The Sprague-Grundy theory is only enough to handle loopfree games that don't have loops like this. However, there is a generalization of the theory that adds special values for positions that can generate draws (where the game goes on forever) in perfectly played sums. You can find detailed discussion of the generalized Sprague-Grundy theory on MathOverflow at https://mathoverflow.net/a/149084/28209


For the particular game in the question, it turns out we don't need any of the new values, though we do need some of the ideas of the generalized theory. Essentially, we look to discover the Grundy values one step at a time, using what we learned in previous steps (when we never find values this way is when the new values would be needed). I'll outline how this is done:

Stage 0

We know that since $D$ is a terminal position, the Grundy value of $D$ should be 0. We don't know anything about the other positions yet.

Stage 1

We know that the only option from $A$ is to $B$. Since we don't know if $B$ has value $0$, maybe $A$ has no move to value $0$ so that it would have to have value $0$ itself. We should check that any move from $A$ to a position with unknown value can be reversed back to $0$. But after a move from $A$ to $B$, the next move would be to $C$, whose value we don't know yet, so we can't figure out $A$'s value right now.

We know that the only options from $C$ are to $A$ and $D$ (which has value $0$). Since we don't know if $A$ has value $1$, maybe $C$ has no move to value $1$ so that it would have to have value $1$ itself. We should check that any move from $C$ to a position with unknown value can be reversed back to $1$. But after a move from $C$ to $A$, the next move would be to $B$, whose value we don't know yet, so we can't figure out $C$'s value right now. However, we know that $C$ doesn't have value $0$ (thanks Ross Millikan) since there's a move from $C$ to the value-$0$ position $D$.

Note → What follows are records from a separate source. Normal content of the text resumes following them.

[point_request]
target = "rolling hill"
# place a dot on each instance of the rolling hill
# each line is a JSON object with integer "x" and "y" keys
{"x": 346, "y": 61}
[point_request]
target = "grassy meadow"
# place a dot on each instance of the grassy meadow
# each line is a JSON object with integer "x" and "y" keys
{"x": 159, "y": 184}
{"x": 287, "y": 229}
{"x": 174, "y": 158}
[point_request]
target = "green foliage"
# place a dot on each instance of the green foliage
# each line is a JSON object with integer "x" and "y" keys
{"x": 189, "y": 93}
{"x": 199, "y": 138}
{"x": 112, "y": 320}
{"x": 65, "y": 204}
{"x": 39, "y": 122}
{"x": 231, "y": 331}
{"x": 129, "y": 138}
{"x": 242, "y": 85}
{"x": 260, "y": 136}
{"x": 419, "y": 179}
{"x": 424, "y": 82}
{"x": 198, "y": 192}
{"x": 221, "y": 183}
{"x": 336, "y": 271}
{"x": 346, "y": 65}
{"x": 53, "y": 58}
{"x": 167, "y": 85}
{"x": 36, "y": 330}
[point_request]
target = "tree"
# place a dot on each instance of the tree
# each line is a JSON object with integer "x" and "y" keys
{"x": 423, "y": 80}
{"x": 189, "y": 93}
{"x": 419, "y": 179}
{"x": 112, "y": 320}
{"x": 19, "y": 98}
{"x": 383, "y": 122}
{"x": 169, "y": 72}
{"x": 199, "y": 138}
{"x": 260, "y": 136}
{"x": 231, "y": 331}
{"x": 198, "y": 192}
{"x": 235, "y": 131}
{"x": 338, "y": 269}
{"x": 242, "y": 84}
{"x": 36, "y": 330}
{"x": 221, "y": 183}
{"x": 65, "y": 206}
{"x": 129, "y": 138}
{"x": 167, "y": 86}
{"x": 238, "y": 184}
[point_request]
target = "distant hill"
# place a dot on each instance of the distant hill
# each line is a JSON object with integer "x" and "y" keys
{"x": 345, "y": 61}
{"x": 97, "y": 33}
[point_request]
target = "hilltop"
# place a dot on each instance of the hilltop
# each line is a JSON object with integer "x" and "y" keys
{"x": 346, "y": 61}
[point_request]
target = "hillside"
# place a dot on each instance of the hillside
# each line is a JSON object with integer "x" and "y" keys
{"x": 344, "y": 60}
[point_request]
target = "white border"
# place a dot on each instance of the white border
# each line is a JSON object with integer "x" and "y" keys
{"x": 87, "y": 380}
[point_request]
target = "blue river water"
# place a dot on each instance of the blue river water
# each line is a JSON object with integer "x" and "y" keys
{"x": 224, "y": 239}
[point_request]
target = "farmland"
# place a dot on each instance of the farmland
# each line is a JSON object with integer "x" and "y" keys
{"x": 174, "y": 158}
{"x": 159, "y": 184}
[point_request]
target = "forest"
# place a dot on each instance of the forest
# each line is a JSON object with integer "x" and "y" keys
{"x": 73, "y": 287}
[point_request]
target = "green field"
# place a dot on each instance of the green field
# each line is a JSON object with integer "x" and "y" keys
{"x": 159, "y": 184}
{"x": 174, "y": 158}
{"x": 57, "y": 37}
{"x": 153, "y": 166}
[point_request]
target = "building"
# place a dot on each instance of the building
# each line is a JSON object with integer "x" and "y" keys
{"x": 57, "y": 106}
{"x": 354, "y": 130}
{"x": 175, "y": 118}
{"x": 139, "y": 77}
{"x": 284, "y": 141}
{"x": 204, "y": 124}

We know that the only option from $B$ is $C$. Since we know that $C$ doesn't have value $0$, $B$ has no move to value $0$ so that it would have to have value $0$ itself.

Stage 2

After a move from $C$ to $A$, the next move would be to $B$, whose value is now known to be $0$, not the $1$ we were hoping for. Therefore, we still don't know $C$'s value.

Since the only move from $A$ is to $B$ (which has value $0$), we know $A$ must have value $1$.

Stage 3

Finally, we now know that $C$'s options have value $0$ and $1$, so that $C$ has value $2$. In summary, we have the following values: $C:2,A:1,B:0,D:0$.


For many loopy games, this process wouldn't end in any finite number of stages. As in that kind of case, we would need new values other than natural numbers to describe positions with enough information to know how they play in sums. Basically, all of the positions with "unknown" values require us to keep track of all of the "known" values of their options if we want to know the outcome of a sum (next player wins, previous player wins, both players can force a draw).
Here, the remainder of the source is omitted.